Vitrines

Le 11 mars 1977, lors d'un assaut mené contre l'université de Bologne occupée par les étudiants en grève, la police italienne tue Francesco Lorusso, un militant de Lotta continua. «La ville devait se souvenir de ce jour» raconte Franco Berardi, ancien animateur de Radio Alice. Il se souvient que le 12 mars, parce qu'«ils ne voulaient pas répondre au sang par le sang», 10 000 manifestants rendent hommage à leur camarade assassiné en détruisant de façon systématique toutes les vitrines de la ville. Cet évènement est connu comme «l'opération vetrina». (La municipalité communiste de Bologne était alors considérée comme la «vitrine du socialisme à visage humain», honni par les mouvements gauchistes.)

Vingt et un ans plus tard, je n'avais pas connaissance de cet épisode historique quand j'ai entrepris à Milan l'action Lavaggio vetrina. Je me souviens qu'à mes yeux d'alors, devant les vitrines des galeries d'art, ces frontières invisibles «qui laissent passer les regards mais pas les corps», la seule alternative possible était de «les briser ou bien les laver». J'avais choisi la deuxième option, plus conforme selon moi à ce que j'essayais de montrer de la violence des barrières symboliques.

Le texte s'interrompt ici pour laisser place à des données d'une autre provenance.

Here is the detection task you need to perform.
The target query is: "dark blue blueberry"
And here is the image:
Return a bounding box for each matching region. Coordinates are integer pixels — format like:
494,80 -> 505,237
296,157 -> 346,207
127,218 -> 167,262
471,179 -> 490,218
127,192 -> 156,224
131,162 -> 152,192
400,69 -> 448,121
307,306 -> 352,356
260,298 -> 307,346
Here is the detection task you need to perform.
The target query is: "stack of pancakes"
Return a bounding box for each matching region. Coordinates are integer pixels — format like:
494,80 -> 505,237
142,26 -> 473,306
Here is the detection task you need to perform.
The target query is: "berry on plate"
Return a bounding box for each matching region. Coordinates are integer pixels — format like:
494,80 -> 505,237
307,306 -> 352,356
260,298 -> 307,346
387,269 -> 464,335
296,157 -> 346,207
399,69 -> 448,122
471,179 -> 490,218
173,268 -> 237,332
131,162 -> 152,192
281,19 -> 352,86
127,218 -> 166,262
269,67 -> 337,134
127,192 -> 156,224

Bien que ce ne soit qu'une coïncidence, je ne peux m'empêcher de voir rétrospectivement le dessin d'une filiation possible entre ces deux histoires qui mettent en perspective un decrescendo dans le recours à la violence symbolique : casser plutôt que tuer en 1977; laver plutôt que casser en 1998.

Barcelona



Merci à Stéphanie pour le modèle.

Nous y voilà (13)


Les «Nous y voilà» que je glane au fil de mes lectures de bande-dessinée sont devenus des rendez-vous programmés à mon insu, une cartographie secrète qui dévoile au fur et à mesure un dessin qui l'excède. Tous ces personnages issus de récits et d'univers graphiques autonomes coïncident en ce point magique où l'on se murmure à soi même, en détachant nettement les mots : «Nous y voilà».
Celui-ci est tiré de l'extraordinaire Séquelles de Hugues Micol, publié chez Cornelius.

Moine captchiste

Je trouve des captcha sur Internet et je les copie.



Comme leur résolution bitmap est très basse je dois les réinterpréter et prendre des décisions de créateur de caractères typographiques (épaisseur et hauteur des fûts, forme des empattements, courbes, etc.). Cette pratique puise aux fondements du dessin vecoriel et de son logiciel phare, avec lequel je les redessine.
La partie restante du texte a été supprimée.